Coentro, hortelã, folha de limão-kaffir, cebolinha, manjericão e bai cha plu, folhas finas em formato de coração com leve sabor apimentado, são algumas das ervas mais comuns na Tailândia. “Mas, dependendo da época do ano e da região, é possível encontrar diferentes variedades dessas mesmas plantas. Há ainda inúmeras ervas selvagens que, em períodos de chuva, por exemplo, crescem tanto que brotam até pelas paredes.”

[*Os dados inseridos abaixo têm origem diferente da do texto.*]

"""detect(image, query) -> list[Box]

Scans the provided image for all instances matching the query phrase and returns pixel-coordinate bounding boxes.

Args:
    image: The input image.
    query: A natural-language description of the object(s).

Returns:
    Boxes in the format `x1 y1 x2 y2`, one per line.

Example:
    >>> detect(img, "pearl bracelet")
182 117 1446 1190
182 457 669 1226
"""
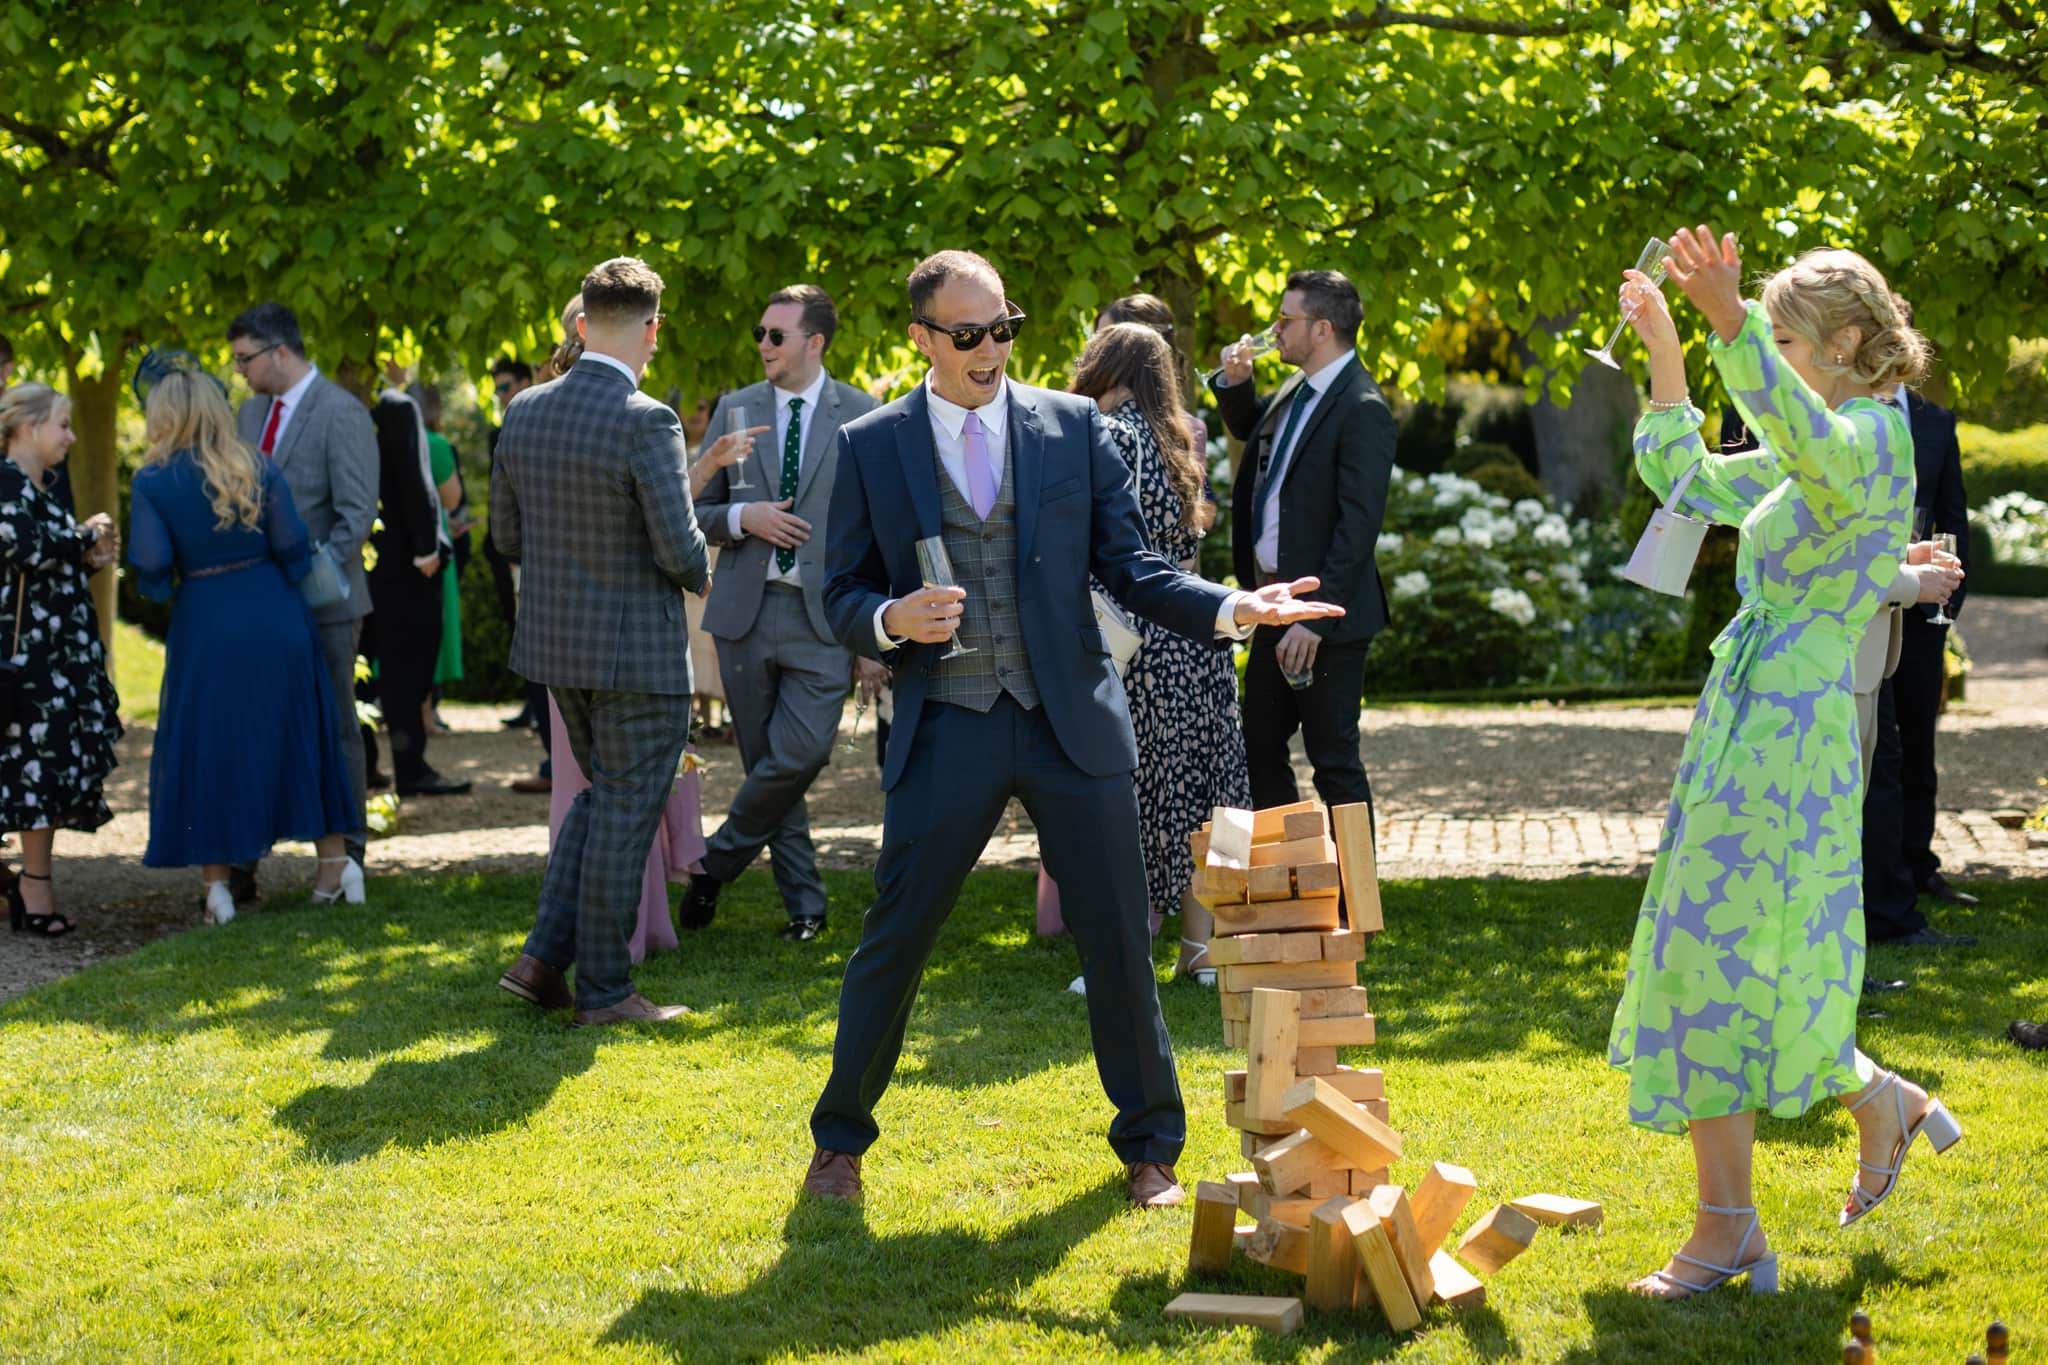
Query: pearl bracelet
1647 397 1692 410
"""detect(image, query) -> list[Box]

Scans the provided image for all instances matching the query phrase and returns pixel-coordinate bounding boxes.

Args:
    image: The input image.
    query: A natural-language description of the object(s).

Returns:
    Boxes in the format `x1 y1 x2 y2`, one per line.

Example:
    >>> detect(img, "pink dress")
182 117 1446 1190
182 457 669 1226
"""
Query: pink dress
547 697 706 963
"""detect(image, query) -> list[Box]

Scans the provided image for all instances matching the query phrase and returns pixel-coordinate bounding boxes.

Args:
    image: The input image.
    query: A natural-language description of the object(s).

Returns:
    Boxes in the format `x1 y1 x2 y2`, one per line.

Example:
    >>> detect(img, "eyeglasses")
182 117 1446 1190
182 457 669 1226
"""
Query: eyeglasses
914 310 1027 351
230 343 280 369
493 380 517 395
752 326 811 347
1273 313 1322 329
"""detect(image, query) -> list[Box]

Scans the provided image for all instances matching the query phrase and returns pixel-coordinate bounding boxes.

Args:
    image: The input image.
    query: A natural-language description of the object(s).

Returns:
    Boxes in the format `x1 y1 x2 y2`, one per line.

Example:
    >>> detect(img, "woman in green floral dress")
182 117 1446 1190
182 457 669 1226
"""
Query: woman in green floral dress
1608 227 1963 1299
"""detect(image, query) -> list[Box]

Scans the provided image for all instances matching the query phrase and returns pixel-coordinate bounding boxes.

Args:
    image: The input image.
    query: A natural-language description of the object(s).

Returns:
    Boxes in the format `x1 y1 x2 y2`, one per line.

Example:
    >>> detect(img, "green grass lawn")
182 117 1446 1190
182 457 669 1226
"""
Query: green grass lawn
111 618 165 723
2 873 2042 1362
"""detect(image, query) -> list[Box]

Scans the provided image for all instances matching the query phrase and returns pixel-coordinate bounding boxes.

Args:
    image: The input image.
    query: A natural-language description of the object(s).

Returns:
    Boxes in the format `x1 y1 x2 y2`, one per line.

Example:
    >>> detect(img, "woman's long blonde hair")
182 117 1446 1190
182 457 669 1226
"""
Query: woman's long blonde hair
144 370 265 530
1761 248 1931 389
0 382 68 451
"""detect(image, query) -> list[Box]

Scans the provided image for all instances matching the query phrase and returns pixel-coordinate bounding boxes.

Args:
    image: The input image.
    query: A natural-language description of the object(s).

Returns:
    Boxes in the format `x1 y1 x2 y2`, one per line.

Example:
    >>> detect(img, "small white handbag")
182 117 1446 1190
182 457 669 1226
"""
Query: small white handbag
1622 462 1709 597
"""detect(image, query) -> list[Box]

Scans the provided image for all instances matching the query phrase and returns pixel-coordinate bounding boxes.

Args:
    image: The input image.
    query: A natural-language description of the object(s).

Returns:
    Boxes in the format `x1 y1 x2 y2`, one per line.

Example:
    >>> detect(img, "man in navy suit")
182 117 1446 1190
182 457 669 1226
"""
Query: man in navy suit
803 250 1340 1208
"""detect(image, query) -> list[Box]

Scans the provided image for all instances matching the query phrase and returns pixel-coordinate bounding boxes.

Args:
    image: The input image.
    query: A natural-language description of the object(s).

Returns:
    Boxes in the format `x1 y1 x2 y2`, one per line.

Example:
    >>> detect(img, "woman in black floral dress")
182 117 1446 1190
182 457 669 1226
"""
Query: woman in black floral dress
1072 323 1252 983
1 383 122 937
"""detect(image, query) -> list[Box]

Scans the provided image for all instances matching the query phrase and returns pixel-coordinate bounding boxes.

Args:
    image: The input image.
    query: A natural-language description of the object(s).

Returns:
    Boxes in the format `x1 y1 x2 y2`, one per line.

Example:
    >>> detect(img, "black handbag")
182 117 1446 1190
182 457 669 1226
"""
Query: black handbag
0 572 26 725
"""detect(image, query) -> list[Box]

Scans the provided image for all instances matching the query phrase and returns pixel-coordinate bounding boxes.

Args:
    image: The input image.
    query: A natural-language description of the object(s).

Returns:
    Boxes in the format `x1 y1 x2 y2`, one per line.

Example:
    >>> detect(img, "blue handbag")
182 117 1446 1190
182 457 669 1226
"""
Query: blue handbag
299 542 351 610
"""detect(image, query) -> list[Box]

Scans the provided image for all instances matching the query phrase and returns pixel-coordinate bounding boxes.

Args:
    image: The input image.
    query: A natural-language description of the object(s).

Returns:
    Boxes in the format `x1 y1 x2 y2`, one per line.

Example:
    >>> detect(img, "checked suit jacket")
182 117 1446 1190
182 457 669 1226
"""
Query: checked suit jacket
236 373 378 625
489 357 709 695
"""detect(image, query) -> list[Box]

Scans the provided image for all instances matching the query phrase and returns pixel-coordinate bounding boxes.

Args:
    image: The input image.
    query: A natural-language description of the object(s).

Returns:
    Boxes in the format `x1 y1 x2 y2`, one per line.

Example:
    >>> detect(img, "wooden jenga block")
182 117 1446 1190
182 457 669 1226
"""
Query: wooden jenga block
1428 1249 1486 1308
1320 929 1367 962
1305 1196 1360 1312
1250 834 1340 868
1210 897 1343 935
1341 1200 1421 1332
1251 799 1321 841
1225 1171 1261 1198
1245 1218 1309 1274
1325 1066 1385 1102
1509 1194 1603 1229
1368 1184 1435 1309
1295 1014 1376 1048
1192 862 1250 908
1225 1018 1366 1049
1240 1130 1291 1160
1207 806 1256 869
1247 864 1294 902
1295 1046 1339 1074
1220 984 1369 1023
1224 1101 1297 1136
1217 959 1357 994
1241 1187 1325 1224
1329 802 1383 932
1188 1181 1240 1274
1208 931 1324 968
1349 1166 1392 1194
1246 988 1300 1122
1411 1162 1478 1250
1165 1292 1302 1336
1253 1128 1347 1196
1282 808 1329 842
1293 862 1342 899
1455 1204 1539 1276
1282 1077 1402 1170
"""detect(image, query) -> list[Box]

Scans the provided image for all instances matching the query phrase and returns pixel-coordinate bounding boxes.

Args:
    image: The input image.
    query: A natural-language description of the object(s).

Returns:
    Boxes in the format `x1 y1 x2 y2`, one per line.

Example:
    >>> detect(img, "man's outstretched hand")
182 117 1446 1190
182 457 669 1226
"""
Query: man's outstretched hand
1233 576 1345 628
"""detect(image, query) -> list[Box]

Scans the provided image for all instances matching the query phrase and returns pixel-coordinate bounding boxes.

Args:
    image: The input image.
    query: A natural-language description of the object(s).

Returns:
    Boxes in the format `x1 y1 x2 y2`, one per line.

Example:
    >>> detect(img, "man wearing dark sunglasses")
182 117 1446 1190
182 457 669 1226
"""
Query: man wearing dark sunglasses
802 249 1344 1212
684 285 879 943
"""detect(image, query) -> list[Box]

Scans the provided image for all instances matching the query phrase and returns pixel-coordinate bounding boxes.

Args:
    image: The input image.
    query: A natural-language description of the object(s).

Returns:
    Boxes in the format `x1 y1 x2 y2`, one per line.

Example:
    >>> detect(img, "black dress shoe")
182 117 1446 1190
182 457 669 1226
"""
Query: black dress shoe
1884 926 1978 948
227 867 260 905
501 708 536 729
366 771 392 792
780 916 825 943
679 874 722 930
2009 1020 2047 1051
1862 977 1909 994
1919 874 1979 907
397 772 474 797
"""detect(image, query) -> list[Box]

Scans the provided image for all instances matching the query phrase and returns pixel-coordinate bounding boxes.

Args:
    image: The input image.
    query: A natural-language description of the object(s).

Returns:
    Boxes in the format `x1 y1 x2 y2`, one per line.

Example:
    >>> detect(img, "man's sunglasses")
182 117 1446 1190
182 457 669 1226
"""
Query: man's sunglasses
914 311 1027 351
752 325 811 346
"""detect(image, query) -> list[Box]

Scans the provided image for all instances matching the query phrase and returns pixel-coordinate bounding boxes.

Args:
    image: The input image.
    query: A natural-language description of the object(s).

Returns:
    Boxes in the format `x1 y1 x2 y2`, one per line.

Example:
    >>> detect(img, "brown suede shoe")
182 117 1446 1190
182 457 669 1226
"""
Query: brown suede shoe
803 1148 863 1201
498 954 572 1011
570 993 691 1028
1126 1161 1185 1209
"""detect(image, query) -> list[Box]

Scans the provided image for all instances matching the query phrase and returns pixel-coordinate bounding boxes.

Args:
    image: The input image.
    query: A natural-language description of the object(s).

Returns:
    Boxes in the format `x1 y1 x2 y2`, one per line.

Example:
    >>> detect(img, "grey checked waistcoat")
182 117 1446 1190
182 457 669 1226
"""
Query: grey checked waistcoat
926 438 1040 712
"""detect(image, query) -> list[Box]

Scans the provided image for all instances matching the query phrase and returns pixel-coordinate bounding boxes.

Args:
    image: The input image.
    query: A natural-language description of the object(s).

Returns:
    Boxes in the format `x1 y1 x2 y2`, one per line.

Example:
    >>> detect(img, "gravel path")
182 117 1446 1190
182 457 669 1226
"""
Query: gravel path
5 598 2043 1002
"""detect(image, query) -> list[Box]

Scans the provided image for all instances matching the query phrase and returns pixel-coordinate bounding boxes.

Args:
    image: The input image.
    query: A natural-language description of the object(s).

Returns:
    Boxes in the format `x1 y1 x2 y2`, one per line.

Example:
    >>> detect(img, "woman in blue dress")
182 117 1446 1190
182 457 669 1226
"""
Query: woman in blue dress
128 369 363 923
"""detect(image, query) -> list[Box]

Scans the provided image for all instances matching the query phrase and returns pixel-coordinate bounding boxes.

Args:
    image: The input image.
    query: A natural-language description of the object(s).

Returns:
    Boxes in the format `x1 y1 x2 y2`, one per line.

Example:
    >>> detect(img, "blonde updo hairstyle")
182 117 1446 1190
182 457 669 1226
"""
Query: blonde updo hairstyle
1760 248 1930 390
144 369 265 531
0 382 68 450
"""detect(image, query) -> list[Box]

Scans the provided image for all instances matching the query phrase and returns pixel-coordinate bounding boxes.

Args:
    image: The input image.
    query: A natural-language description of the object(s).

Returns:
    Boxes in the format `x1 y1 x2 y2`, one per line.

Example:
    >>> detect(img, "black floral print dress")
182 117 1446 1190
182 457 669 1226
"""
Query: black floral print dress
0 460 121 832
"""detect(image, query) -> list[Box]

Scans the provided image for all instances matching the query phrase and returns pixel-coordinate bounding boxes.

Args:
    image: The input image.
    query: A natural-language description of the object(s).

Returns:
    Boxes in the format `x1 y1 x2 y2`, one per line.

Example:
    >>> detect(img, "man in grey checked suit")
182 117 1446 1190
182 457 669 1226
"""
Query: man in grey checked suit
680 284 882 942
491 258 710 1027
228 302 378 897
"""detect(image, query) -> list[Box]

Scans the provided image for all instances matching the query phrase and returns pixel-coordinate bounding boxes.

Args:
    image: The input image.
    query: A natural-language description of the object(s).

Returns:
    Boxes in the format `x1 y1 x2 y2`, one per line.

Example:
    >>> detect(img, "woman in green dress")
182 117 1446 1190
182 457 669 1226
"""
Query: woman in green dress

Por consequência, não é pouca a quantidade de ervas que integram os preparos tailandeses. A exemplo disso, Mauricio reproduziu para o Mamuang Thai House – novo nome do restaurante Obá, no qual ele trabalhou até setembro de 2018 – duas receitas bastante consumidas no país e que trazem as ervas como protagonistas.
Na cozinha
No kuai tiau ped, um consomê de pato com noodles de arroz, as ervas têm o papel de balancear a potência das especiarias e a gordura do caldo. Quando esses sabores se intensificam no paladar, basta abocanhar as ervas – uma combinação entre moyashi, folha de salsão, cebolinha e coentro – para ganhar frescor, textura e ainda mais variedade.
Já o laab hed, uma salada vegana de cogumelos, recebe as ervas durante o preparo e são servidas também como guarnição. “Elas são um complemento para o prato, que é supercítrico e apimentado”, diz o chef. Ele afirma ainda que o mix de ervas pode variar, dependendo do paladar de cada um. “É um preparo característico do nordeste da Tailândia. Ali, eles estão em casa e escolhem as ervas que estão brotando no quintal. A importância é sempre equalizar os sabores.”
Mauricio garante ainda que existe um extenso leque de sabores que as ervas oferecem. “Ao prová-las, se você fechar os olhos, perceberá diferentes experiências no paladar. Tudo isso junto completa e traz complexidade aos pratos.”